DOT1L protects against podocyte injury in diabetic kidney disease through phospholipase C-like 1

Background: Podocyte injury causes proteinuria and accelerates glomerular sclerosis during diabetic kidney disease (DKD). Disruptor of telomeric silencing 1-like (DOT1L), an evolutionarily conserved Histone Methyltransferase, has been reported in preventing kidney fibrosis in chronic kidney disease models. However, whether DOT1L exerts beneficial effects in diabetes induced podocyte injury and the underlying molecular mechanisms need further exploration.
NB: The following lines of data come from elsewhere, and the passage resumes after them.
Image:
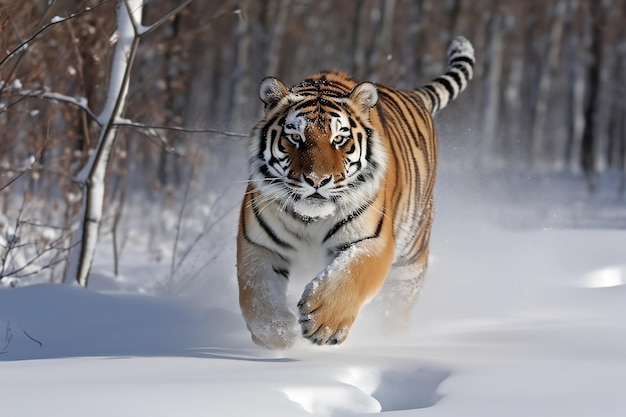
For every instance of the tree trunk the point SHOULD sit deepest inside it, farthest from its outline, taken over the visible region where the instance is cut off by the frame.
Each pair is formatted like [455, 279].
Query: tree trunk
[539, 108]
[93, 175]
[589, 138]
[491, 86]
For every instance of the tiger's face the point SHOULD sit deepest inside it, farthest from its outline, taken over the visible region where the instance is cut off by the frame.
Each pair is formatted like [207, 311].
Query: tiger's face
[315, 152]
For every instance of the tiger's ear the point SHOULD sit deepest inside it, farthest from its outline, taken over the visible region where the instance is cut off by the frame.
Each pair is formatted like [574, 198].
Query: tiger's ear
[365, 96]
[271, 91]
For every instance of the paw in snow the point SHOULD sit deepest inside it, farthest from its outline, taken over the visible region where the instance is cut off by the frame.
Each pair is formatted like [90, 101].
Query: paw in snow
[278, 333]
[327, 311]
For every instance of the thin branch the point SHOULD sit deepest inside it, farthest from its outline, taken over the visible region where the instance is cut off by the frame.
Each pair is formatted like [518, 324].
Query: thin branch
[28, 168]
[32, 338]
[130, 123]
[53, 22]
[142, 31]
[80, 102]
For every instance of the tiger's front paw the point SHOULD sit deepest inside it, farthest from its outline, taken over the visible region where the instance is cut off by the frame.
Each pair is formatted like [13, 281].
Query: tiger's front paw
[278, 332]
[325, 315]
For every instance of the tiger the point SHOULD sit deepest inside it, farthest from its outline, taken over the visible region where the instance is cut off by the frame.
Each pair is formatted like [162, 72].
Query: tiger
[341, 174]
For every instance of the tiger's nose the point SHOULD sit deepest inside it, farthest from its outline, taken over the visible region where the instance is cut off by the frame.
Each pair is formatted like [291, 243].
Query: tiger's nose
[317, 181]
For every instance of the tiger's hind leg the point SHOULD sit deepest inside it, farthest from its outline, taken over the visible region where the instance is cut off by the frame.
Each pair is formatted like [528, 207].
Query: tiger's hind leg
[399, 294]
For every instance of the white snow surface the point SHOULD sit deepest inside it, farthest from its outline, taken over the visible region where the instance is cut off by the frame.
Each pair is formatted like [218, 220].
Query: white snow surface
[511, 322]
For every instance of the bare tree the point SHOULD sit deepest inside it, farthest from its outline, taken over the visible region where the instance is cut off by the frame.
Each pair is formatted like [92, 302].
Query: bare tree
[92, 176]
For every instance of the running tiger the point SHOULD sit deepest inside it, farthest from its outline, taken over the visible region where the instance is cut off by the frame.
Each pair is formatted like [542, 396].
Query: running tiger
[341, 176]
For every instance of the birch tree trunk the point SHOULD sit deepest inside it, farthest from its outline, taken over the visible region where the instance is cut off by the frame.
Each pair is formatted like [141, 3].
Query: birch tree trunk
[575, 90]
[493, 75]
[93, 175]
[540, 105]
[589, 139]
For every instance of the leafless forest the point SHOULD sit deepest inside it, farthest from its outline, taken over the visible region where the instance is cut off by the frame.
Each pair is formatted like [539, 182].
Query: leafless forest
[548, 93]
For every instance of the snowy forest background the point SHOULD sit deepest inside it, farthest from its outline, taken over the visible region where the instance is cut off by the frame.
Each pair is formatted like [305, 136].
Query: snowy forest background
[540, 130]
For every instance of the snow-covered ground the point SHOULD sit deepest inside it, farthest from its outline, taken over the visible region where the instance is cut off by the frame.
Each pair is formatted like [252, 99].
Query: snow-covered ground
[513, 321]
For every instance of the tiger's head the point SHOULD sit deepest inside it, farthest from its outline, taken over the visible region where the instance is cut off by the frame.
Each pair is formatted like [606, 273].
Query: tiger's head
[315, 151]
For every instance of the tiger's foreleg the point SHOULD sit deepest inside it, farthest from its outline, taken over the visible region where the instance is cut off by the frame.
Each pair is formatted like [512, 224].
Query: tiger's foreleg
[332, 300]
[262, 280]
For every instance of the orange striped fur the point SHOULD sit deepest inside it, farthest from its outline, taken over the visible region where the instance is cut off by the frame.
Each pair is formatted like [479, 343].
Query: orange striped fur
[341, 175]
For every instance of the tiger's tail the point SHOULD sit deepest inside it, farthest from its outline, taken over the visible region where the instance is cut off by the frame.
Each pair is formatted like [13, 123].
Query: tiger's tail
[440, 91]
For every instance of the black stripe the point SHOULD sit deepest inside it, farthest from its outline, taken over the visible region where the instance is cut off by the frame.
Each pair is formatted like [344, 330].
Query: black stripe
[346, 246]
[457, 79]
[268, 230]
[281, 271]
[443, 81]
[456, 60]
[434, 97]
[244, 232]
[346, 220]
Methods: The expression of DOT1L was confirmed by Western blotting in MPC-5 cells and cortex of kidney from db/db mice, as well as immunofluorescence staining in human renal biopsy samples. The effect of DOT1L on podocyte injury was obtained using MPC-5 cells and db/db mice. The potential target genes regulated by DOT1L was measured by RNA-sequencing. Then, a series of molecular biological experiments was performed to investigate the regulation of PLCL1 by DOT1L in MCP-5 cells and db/db mice. Lipid accumulation was assessed by UPLC-MS/MS analysis and Oil Red O staining.

Results: DOT1L expression was significantly declined in high glucose (HG)-treated MPC-5 cells, podocyte regions of kidney tissues from db/db mice and human renal biopsy samples. Subsequent investigations revealed that upregulation of DOT1L ameliorated HG-induced cell Apoptosis in MPC-5 cells as well as primary podocytes. Furthermore, podocyte-specific DOT1L overexpression inhibited diabetic podocyte injury in db/db mice. Mechanistically, we revealed that DOT1L upregulated Phospholipase C-like 1 (PLCL1) expression by mediating H3K79me2 at its promoter and PLCL1 silencing suppressed the protective role of DOT1L on podocyte injury. Moreover, DOT1L improved diabetes induced abnormal fatty acid metabolism in podocytes and PLCL1 knockdown reversed its protective effects.

Conclusions: Taken together, our results indicate that DOT1L protects podocyte injury via PLCL1-mediated fatty acid metabolism and provides new insights into the therapeutic target of DKD.

DOT1L; Diabetic kidney disease; Fatty acid metabolism; PLCL1; Podocyte injury.